A seemingly secure service was hardly that as attackers published a list of 4.6 million Snapchat usernames and phone number matches.
Snapchat is a popular photo messaging app/service that bases its success on having photos and messages “self-destruct” a few seconds after a recipient views them.
Security researchers have long had a problem with the service, saying it gives a false sense of security to the users as it cannot guarantee the recipient won’t make a screenshot of the received message and, thus, manage to keep it and misuse it.
But the latest trouble does not stem from this particular problem.
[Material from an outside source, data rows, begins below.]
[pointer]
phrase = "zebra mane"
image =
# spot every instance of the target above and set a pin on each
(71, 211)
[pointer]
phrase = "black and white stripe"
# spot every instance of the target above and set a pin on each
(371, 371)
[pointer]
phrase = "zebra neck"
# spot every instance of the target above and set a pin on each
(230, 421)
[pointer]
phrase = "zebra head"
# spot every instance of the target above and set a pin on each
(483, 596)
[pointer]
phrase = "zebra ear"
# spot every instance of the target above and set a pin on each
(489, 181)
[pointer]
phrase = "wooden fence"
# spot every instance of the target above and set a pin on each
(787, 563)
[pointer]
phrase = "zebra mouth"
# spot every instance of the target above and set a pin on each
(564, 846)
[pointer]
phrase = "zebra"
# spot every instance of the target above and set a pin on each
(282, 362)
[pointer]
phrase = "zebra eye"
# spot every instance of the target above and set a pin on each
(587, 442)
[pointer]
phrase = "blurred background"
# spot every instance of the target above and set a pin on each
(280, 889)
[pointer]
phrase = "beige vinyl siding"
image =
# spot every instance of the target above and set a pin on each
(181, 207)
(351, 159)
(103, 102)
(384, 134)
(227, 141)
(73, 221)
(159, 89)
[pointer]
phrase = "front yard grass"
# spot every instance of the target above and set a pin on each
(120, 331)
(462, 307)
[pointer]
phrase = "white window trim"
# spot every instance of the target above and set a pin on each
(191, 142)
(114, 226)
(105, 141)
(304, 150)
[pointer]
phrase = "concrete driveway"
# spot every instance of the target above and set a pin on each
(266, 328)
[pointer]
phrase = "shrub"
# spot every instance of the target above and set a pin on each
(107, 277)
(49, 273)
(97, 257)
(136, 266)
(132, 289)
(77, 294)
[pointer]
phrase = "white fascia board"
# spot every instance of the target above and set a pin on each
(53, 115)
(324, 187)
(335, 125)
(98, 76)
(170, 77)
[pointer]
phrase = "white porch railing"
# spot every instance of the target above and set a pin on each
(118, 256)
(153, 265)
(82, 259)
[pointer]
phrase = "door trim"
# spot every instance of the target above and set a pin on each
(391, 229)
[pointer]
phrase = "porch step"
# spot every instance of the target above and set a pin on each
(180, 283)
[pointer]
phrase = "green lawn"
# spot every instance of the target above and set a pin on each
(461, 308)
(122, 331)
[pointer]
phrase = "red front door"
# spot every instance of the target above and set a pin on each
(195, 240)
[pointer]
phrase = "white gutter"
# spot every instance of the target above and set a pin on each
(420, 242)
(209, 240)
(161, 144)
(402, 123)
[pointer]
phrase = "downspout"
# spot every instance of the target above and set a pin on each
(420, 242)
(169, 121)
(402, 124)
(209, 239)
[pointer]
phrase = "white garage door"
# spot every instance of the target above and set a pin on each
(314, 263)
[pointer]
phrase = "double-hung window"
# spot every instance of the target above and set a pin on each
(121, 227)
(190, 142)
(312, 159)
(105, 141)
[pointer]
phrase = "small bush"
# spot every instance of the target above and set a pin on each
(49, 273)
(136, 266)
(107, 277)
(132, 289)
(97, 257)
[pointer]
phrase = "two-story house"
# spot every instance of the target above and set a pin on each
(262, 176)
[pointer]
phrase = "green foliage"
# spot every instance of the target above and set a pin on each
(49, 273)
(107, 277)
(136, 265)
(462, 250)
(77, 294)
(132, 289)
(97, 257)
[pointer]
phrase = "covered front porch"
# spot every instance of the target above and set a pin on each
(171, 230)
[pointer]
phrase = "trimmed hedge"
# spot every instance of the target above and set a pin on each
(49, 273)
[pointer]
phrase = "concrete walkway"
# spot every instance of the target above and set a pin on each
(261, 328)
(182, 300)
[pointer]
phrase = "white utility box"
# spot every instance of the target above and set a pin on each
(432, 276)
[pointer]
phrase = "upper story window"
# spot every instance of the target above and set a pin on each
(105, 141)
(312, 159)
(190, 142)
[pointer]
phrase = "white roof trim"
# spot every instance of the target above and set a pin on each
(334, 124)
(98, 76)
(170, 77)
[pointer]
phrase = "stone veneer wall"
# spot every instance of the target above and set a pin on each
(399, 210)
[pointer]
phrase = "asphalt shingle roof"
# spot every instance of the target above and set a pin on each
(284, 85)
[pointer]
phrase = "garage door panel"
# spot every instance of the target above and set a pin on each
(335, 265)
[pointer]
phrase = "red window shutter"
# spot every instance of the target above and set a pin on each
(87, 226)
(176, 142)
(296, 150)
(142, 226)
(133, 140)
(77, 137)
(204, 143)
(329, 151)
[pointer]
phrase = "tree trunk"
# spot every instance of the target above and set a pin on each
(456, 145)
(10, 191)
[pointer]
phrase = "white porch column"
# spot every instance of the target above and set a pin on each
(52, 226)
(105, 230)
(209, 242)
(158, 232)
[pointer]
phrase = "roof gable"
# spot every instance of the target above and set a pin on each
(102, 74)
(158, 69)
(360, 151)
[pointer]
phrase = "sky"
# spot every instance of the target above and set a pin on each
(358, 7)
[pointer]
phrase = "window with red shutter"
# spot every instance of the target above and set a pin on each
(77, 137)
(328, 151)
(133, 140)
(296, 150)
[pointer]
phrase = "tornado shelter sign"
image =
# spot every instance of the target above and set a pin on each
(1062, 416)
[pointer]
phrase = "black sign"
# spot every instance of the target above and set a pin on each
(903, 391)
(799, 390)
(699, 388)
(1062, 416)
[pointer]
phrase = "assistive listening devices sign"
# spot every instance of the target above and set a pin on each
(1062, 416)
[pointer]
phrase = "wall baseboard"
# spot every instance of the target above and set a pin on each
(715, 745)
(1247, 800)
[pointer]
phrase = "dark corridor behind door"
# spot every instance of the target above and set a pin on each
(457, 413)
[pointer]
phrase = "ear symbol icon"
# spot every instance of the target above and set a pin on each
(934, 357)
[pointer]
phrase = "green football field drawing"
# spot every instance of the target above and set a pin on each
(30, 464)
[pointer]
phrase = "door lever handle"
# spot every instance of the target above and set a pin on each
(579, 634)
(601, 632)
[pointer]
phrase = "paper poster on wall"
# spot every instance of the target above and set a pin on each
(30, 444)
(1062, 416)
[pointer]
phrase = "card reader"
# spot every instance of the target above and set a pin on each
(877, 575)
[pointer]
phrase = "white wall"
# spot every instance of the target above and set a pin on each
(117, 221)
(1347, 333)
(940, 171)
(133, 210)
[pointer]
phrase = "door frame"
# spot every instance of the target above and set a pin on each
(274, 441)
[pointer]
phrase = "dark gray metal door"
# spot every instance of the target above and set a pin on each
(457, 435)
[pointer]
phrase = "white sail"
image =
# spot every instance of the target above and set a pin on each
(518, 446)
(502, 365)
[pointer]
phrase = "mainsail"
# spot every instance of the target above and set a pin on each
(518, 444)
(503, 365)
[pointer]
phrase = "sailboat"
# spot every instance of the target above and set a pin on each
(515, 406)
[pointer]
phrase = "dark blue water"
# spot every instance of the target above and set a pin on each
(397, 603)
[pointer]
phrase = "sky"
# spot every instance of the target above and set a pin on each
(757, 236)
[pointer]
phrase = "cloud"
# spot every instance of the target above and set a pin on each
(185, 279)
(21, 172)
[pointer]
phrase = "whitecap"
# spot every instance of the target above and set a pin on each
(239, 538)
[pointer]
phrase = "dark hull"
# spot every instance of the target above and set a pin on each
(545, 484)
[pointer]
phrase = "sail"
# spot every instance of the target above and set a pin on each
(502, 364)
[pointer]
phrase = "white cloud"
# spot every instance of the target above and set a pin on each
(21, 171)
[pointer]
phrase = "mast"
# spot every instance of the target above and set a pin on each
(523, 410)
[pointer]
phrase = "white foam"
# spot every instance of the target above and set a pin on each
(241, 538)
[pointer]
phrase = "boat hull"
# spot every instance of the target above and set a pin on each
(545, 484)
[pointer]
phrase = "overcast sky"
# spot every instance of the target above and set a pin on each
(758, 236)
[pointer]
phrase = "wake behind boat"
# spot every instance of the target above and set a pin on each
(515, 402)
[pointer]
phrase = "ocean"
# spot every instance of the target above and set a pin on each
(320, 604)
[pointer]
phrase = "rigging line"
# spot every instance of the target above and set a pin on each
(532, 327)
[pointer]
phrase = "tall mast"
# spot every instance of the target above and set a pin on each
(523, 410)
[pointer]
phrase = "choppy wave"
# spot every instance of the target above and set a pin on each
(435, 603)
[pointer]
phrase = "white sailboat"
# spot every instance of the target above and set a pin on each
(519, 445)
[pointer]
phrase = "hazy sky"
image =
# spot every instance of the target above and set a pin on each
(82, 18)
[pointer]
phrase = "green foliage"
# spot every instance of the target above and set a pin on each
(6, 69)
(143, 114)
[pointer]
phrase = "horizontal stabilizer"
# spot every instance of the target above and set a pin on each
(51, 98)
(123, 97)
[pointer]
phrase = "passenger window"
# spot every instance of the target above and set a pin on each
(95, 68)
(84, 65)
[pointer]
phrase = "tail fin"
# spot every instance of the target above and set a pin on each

Rather, it was the result of a group of researchers that chose to publicly disclose details about several Snapchat vulnerabilities they found late this past summer.
Initially, they contacted the company and shared that information with them in the hopes it would react promptly and fix the holes in a reasonable amount of time.
After four months, the holes were still there so the researchers who go by the name of Gibson Security decided to share the vulnerability information and proof-of-concept exploit code with the public.
One of the vulnerabilities allows (registered) attackers to use the Snapchat API to look up a seemingly unlimited number of phone numbers in order to discover whether those phone users are also using Snapchat. As users’ usernames tie to a phone number, the flaw allows the compilation of a huge database that can end up used for spamming and stalking.
Last week Snapchat said the attack was theoretical. That ended this week when an unknown party published a list of 4.6 million usernames and phone numbers of Snapchat users.
The site where the names appeared ended up shut down fairly quickly, but not before folks downloaded the list and shared it online.
“This information was acquired through the recently patched Snapchat exploit and is being shared with the public to raise awareness on the issue,” the attackers confirmed in a notice posted on the now-defunct site.
The attacking party decided to censor the last two digits of the phone numbers in order to minimize spam and abuse, but they could, “under certain circumstances,” disclose the uncensored database.